In 2011, the 7-valent conjugated pneumococcal vaccine (PCV7) was replaced by the 10-valent vaccine (PCV10) and universal hepatitis B vaccination has been introduced in the Netherlands. A questionnaire study was conducted to assess the tolerability of DTaP-IPV-Hib + PCV7 (PCV7-cohort), DTaP-IPV-Hib + PCV10 (PCV10-cohort), and DTaP-IPV-Hib-HepB + PCV10 (HepB-cohort). Parents were asked to report in questionnaires local reactions and systemic adverse events (AEs) before and after vaccination of their infant at 2, 3, 4, and 11 months of age. For 29.0 and 29.4% infants of the PCV7-cohort, at least one local reaction was reported in the week after the first dose of DTaP-IPV (left leg) and PCV-7 vaccination (right leg). Significantly more infants from the PCV10-cohort (45.1%, p < 0.001 and 44.6%, p < 0.001) and HepB-cohort (42.6%, p < 0.001 and 41.9%, p < 0.001) reported at least one local reaction. This effect was less pronounced after the successive doses. Most of the infants experienced at least one systemic AE, and after dose 4, this was higher for infants in the PCV10-cohort (65.9%, p = 0.047) and HepB-cohort (70.6%, p = 0.000) compared to the PCV7-cohort (62.3%).
Addition of antigens to a vaccine resulted in a higher reactogenicity, but the AEs were in general mild and transient. What is Known: • Assessment of adverse events is crucial for achieving the highest safety in immunization programs, in order to inform public health actions and maintain public confidence in immunization programs. What is New: • Newly introduced vaccines DTaP-IPV-Hib-HepB and PCV10 are generally safe and well tolerated in infants. • These results are useful for information purposes and for monitoring variations in rates of AEs in the general population or in the target group over time.

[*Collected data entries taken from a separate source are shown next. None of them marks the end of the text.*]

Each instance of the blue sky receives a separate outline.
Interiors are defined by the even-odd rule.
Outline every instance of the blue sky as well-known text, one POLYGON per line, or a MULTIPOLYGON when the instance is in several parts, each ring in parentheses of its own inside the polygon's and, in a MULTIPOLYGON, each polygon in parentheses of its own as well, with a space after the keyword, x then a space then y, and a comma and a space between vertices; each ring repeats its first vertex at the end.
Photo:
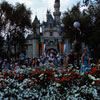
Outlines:
MULTIPOLYGON (((4 1, 4 0, 0 0, 4 1)), ((43 21, 46 19, 47 9, 54 11, 54 1, 55 0, 5 0, 11 4, 16 2, 25 3, 27 8, 30 8, 32 11, 32 20, 34 16, 37 15, 38 18, 43 21)), ((67 8, 71 8, 74 4, 82 0, 60 0, 61 1, 61 12, 63 13, 67 8)))

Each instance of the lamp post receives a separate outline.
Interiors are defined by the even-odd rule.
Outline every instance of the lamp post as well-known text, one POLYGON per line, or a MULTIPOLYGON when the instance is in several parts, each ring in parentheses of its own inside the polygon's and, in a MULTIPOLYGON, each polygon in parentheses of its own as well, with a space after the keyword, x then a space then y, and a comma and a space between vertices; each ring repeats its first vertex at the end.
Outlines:
MULTIPOLYGON (((79 22, 74 22, 73 26, 80 32, 80 35, 81 35, 80 23, 79 22)), ((75 35, 75 40, 76 40, 76 35, 75 35)))
MULTIPOLYGON (((77 22, 77 21, 75 21, 75 22, 73 23, 73 26, 74 26, 74 28, 76 28, 76 29, 79 31, 79 33, 80 33, 80 35, 81 35, 80 23, 77 22)), ((75 34, 75 40, 74 40, 74 43, 73 43, 73 48, 74 48, 74 49, 75 49, 75 47, 76 47, 76 44, 77 44, 77 38, 76 38, 76 34, 75 34)))

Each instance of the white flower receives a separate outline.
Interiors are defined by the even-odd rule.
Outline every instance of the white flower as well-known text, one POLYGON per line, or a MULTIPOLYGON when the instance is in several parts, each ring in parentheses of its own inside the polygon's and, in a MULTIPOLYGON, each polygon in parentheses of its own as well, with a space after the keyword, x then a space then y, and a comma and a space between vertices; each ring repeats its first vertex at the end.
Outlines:
POLYGON ((95 84, 95 81, 92 82, 92 85, 94 85, 94 84, 95 84))
POLYGON ((59 84, 59 83, 56 83, 56 87, 60 87, 61 86, 61 84, 59 84))
POLYGON ((39 75, 39 78, 40 78, 40 80, 43 80, 44 74, 40 74, 40 75, 39 75))
POLYGON ((55 74, 55 75, 54 75, 54 77, 58 77, 58 75, 57 75, 57 74, 55 74))
POLYGON ((94 80, 94 81, 96 80, 95 77, 92 76, 92 75, 90 75, 90 74, 88 74, 88 77, 89 77, 91 80, 94 80))

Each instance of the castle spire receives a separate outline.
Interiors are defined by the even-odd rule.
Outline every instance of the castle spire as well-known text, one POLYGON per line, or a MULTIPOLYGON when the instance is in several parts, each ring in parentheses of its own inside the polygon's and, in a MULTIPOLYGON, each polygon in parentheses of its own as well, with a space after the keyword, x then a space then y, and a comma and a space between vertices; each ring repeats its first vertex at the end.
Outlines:
POLYGON ((60 3, 60 0, 55 0, 55 3, 56 3, 56 2, 59 2, 59 3, 60 3))
POLYGON ((47 9, 47 14, 46 14, 46 16, 47 16, 47 20, 48 20, 48 18, 49 18, 49 16, 50 16, 50 10, 48 10, 48 9, 47 9))
POLYGON ((54 3, 54 19, 56 20, 57 23, 60 22, 60 16, 61 16, 61 12, 60 12, 60 0, 55 0, 54 3))

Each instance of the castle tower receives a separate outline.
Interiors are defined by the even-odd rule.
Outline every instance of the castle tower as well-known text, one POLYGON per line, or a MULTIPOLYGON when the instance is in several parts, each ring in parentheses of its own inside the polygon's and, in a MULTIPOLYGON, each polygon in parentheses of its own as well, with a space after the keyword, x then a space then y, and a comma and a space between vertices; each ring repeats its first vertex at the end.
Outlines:
POLYGON ((40 35, 40 21, 38 20, 37 15, 35 16, 32 26, 35 31, 35 35, 40 35))
POLYGON ((48 19, 49 19, 49 16, 50 16, 50 11, 47 10, 47 14, 46 14, 47 21, 48 21, 48 19))
POLYGON ((38 20, 37 16, 35 16, 35 19, 32 23, 33 25, 33 39, 32 39, 32 45, 33 45, 33 57, 39 56, 39 38, 40 38, 40 21, 38 20))
POLYGON ((56 20, 56 22, 60 23, 60 16, 61 16, 61 12, 60 12, 60 0, 55 0, 53 15, 54 15, 54 19, 56 20))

2011年,荷兰用10价疫苗(PCV10)取代了7价结合肺炎球菌疫苗(PCV7),并引入了乙型肝炎普遍接种计划。开展了一项问卷调查研究,以评估白喉破伤风无细胞百日咳灭活脊髓灰质炎b型流感嗜血杆菌联合疫苗+PCV7(PCV7队列)、白喉破伤风无细胞百日咳灭活脊髓灰质炎b型流感嗜血杆菌联合疫苗+PCV10(PCV10队列)以及白喉破伤风无细胞百日咳灭活脊髓灰质炎b型流感嗜血杆菌乙型肝炎联合疫苗+PCV10(乙型肝炎队列)的耐受性。要求家长在问卷中报告其婴儿在2、3、4和11月龄接种疫苗前后的局部反应和全身不良事件(AE)。PCV7队列中分别有29.0%和29.4%的婴儿在接种第一剂白喉破伤风无细胞百日咳灭活脊髓灰质炎疫苗(左腿)和PCV-7疫苗(右腿)后的一周内报告至少出现了一种局部反应。PCV10队列(分别为45.1%,p<0.001和44.6%,p<0.001)和乙型肝炎队列(分别为42.6%,p<0.001和41.9%,p<0.001)中报告至少出现一种局部反应的婴儿明显更多。在后续接种后,这种影响不那么明显。大多数婴儿至少经历了一种全身AE,在第4剂接种后,PCV10队列(65.9%,p=0.047)和乙型肝炎队列(70.6%,p=0.000)中婴儿出现全身AE的比例高于PCV7队列(62.3%)。
在疫苗中添加抗原会导致更高的反应原性,但不良事件一般较轻且为一过性。已知信息:•评估不良事件对于在免疫规划中实现最高安全性至关重要,以便为公共卫生行动提供信息并维持公众对免疫规划的信心。新发现:•新引入的疫苗白喉破伤风无细胞百日咳灭活脊髓灰质炎b型流感嗜血杆菌乙型肝炎联合疫苗和PCV10在婴儿中总体上安全且耐受性良好。•这些结果有助于提供信息,并用于监测一般人群或目标群体中不良事件发生率随时间的变化。